Unerwarteter Abschied in Ehren

Nachts erschüttert ein grauenvolles, lang anhaltendes Trampeln das Innere unserer Hütte, direkt vor der Zimmertür, raus auf die Terrasse, rein und wieder den Gang entlang. Linda stehen die Nackenhaare zu Berge, da ihr sofort die Anektote im Reiseführer über einen Schweizer in den Sinn kommt, der hier vor Jahren von einem Waran aus dem Zimmer gezerrt und tödlich verletzt wurde. Plötzlich ist der Spuk vorbei, und wir sind wieder eingehüllt in die beruhigenden Klänge des Nachtkonzerts.

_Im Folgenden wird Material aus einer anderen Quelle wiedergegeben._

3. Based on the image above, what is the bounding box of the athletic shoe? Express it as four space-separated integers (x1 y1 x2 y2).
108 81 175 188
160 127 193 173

   Wie immer unser Gang zum Office und die Rate für die Nacht gelöhnt - für unsere letzte hier, wie wir betonen. Was wir denn gestern den ganzen Tag gemacht haben, will der heute leidlich gut gelaunte Campleiter wissen. Wir berichten von unserem Bootstrip, und er nickt uns zu (schwer zu sagen, ob mit grimmigem oder zu einem Lächeln verzogenen Gesicht) "Ah, swimming and snorkling". Sehr witzig!
    Wir lassen unseren letzten Tag gemütlich angehen: kein Programm, nur relaxen im Camp und am Strand. Heute erfahren wir auch den Grund, weshalb jeder Ranger, der an einem Baum vorbeikommt, an den Ästen rüttelt. Es fallen dann jede Menge Früchte auf den Boden, und alle Schweine und Hirsche traben flink herbei, um sie zu vertilgen. Nur die Großfußhühner scharren unbeeindruckt das Laub zu großen Haufen zusammen.
   Die Insel ohne einen der schon am ersten Abend gesichteten wundervollen, handwerklich äußerst liebevoll und detailgetreu geschnitzten Holzwarane zu verlassen, kommt nicht in Frage; sie wären auch für unsere Lieben daheim ein originelles Mitbringsel. Also schlagen wir zu und ordern am Cafeteria-Tresen bei unserem Kellner zwei 30-Zentimeter-Exemplare und zwei kleinere. Billig sind sie nicht: Die großen kosten satte dreißig Dollar, die kleinen fünfzehn. Aber da sie etwas ganz Besonderes von einer ganz besonderen Insel sind, und wir ohnehin bisher kaum Geld ausgeben konnten, ist es uns egal. Unsere Kaufabsichten nimmt man uns erst ab, als die Scheine auf dem Tisch liegen. Sofort setzt sich ein Ranger an unseren Tisch und bittet darum, ein Formular auszufüllen: wie es uns gefallen hat, was wir optimieren würden, ob es so bleiben soll. Wir erfahren, dass die Holzwarane von den Einwohnern Komodos gefertigt werden und der Erlös aus den Verkäufen zur einen Hälfte ihnen und der anderen der Park-Instandhaltung zu Gute kommt. Jetzt sind auch wir sehr glücklich und gerührt: Der Kellner fragt zum ersten Mal, was er uns servieren darf, auf dem Weg zum Strand grüßen uns Menschen. Der Campleiter erinnert uns höflich daran, pünktlich um 9 Uhr Früh am Steg zu sein.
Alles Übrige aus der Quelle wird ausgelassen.